And so as the sun sunk into the horizon
on Saturday, Sirius found himself in front of Remus’s bedroom
mirror, his trunk open on the floor beside him. Remus had excused
himself earlier for what he had called “a small visit” with
Dumbledore and hadn’t yet returned. Sirius had noticed that Remus
seemed to take a lot of these “small visits,” sometimes with
Dumbledore and sometimes with Lily.
By an implicit consensus, neither of
them mentioned what had happened the afternoon before. But Sirius
felt hopeful. Remus was dead set against any type of relationship,
for sure. But, reflected Sirius, he would turn seventeen in six
months and would then be legally of age.
He checked his reflection critically in
the mirror. Sirius had decided to dress up in his Muggle best for
tonight.

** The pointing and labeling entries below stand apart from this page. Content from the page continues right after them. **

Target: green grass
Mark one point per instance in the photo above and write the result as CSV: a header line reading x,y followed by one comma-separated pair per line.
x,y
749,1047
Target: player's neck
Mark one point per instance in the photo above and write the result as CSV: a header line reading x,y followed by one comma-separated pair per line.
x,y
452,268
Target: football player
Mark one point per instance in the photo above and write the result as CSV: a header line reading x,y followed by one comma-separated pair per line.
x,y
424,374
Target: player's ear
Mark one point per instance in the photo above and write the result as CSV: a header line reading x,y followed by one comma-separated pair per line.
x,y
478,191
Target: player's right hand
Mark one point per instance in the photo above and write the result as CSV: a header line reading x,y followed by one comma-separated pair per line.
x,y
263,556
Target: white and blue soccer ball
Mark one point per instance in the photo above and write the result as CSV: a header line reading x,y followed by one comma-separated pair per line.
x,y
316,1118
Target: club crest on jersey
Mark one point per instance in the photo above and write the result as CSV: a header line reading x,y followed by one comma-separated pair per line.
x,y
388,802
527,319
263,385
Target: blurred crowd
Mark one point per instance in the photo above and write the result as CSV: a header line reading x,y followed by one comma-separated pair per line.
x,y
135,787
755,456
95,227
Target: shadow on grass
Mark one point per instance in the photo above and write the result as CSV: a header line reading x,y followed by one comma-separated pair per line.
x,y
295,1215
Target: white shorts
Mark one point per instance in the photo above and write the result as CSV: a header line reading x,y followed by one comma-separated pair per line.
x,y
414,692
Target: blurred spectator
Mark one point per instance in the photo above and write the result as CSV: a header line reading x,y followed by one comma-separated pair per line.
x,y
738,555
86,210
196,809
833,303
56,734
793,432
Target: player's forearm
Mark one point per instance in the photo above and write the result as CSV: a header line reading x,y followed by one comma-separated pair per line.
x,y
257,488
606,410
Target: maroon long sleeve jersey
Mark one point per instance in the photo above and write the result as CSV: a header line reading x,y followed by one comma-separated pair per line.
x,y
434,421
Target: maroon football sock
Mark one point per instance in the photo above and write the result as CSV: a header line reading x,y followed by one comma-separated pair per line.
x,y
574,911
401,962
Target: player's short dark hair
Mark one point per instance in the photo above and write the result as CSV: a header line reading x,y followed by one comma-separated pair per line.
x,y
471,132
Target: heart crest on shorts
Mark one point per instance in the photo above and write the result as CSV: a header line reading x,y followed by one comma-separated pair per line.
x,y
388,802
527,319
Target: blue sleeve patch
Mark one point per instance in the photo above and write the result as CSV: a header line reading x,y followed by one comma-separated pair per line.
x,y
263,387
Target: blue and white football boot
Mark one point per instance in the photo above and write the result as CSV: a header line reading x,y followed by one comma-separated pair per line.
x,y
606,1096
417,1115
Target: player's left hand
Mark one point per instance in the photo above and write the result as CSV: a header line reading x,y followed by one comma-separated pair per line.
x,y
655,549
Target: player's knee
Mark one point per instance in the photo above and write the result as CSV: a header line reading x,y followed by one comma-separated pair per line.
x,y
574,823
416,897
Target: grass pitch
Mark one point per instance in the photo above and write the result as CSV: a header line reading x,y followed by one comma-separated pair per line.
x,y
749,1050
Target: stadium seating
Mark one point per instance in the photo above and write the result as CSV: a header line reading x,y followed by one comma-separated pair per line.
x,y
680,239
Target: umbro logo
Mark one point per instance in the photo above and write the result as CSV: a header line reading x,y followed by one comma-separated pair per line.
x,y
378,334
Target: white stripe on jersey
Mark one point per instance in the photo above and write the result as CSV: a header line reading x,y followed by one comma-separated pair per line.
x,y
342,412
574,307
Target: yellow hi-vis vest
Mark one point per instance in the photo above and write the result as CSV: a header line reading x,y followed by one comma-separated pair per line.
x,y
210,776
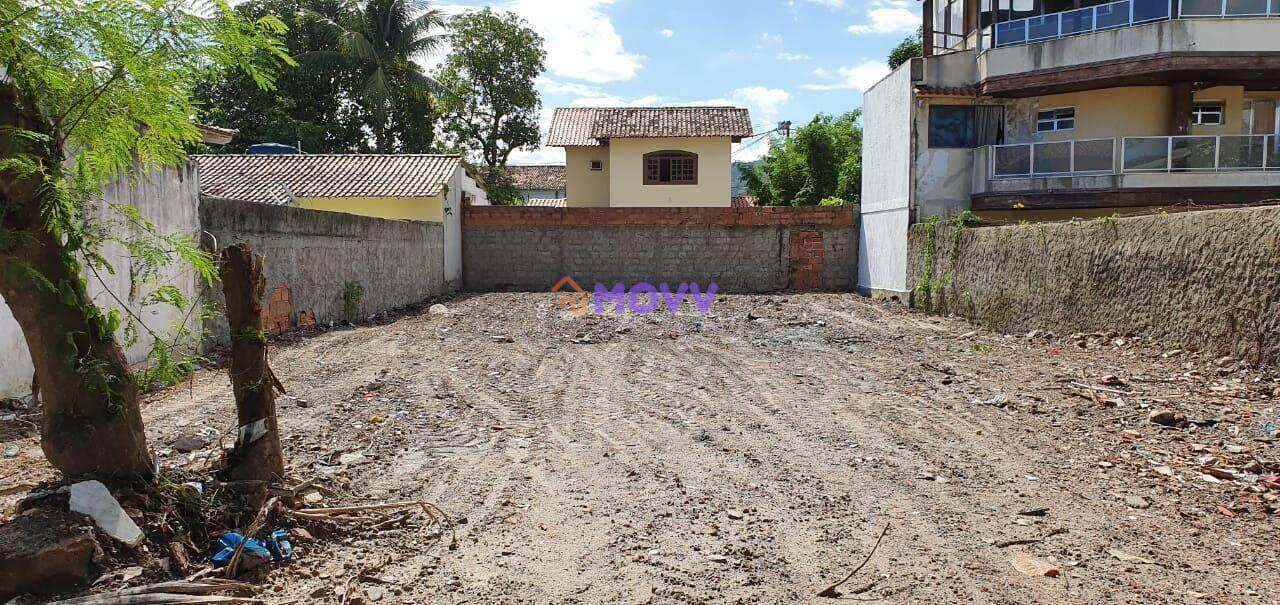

No matter what Remus wanted to call it, he, Sirius, was
calling it a date-at least in his mind. He grabbed his wand and
performed a charm to make hot steam spurt out of the end, which he
used to smooth out a crease in his shirt. His hair was freshly
washed, dried, and clasped into a tail at the nape of his neck. After
some consideration, he decided to also don the bit of Muggle jewelry
James had gotten him the Christmas after he had told him about his
sexuality.
“But it’s a-a-a necklace!”
Sirius had sputtered indignantly, holding the offending thing at arms
length.
“The Muggle bloke in the shop called
it a choker,” James had said with a smirk. “I hear all the
poofs are wearing it.”
That remark had earned him a cuff on
the side of the head, but there was no denying that Sirius had grown
quite attached to the thing over the past year. This was the first
time he had actually worn it, however, and he looked himself over
self-consciously. The black suede and metal star hanging from it felt
foreign and strange (not to mention cold) against his skin, but the
overall visual effect was stunning, if he said so himself.
“He’s going have a hard time
keeping his hands off you,” said the mirror appraisingly. And then
it added in a somewhat conspiratorial whisper, “He hasn’t had a
decent date since he bought me.”
“Er…thanks,” he told the mirror
uncertainly.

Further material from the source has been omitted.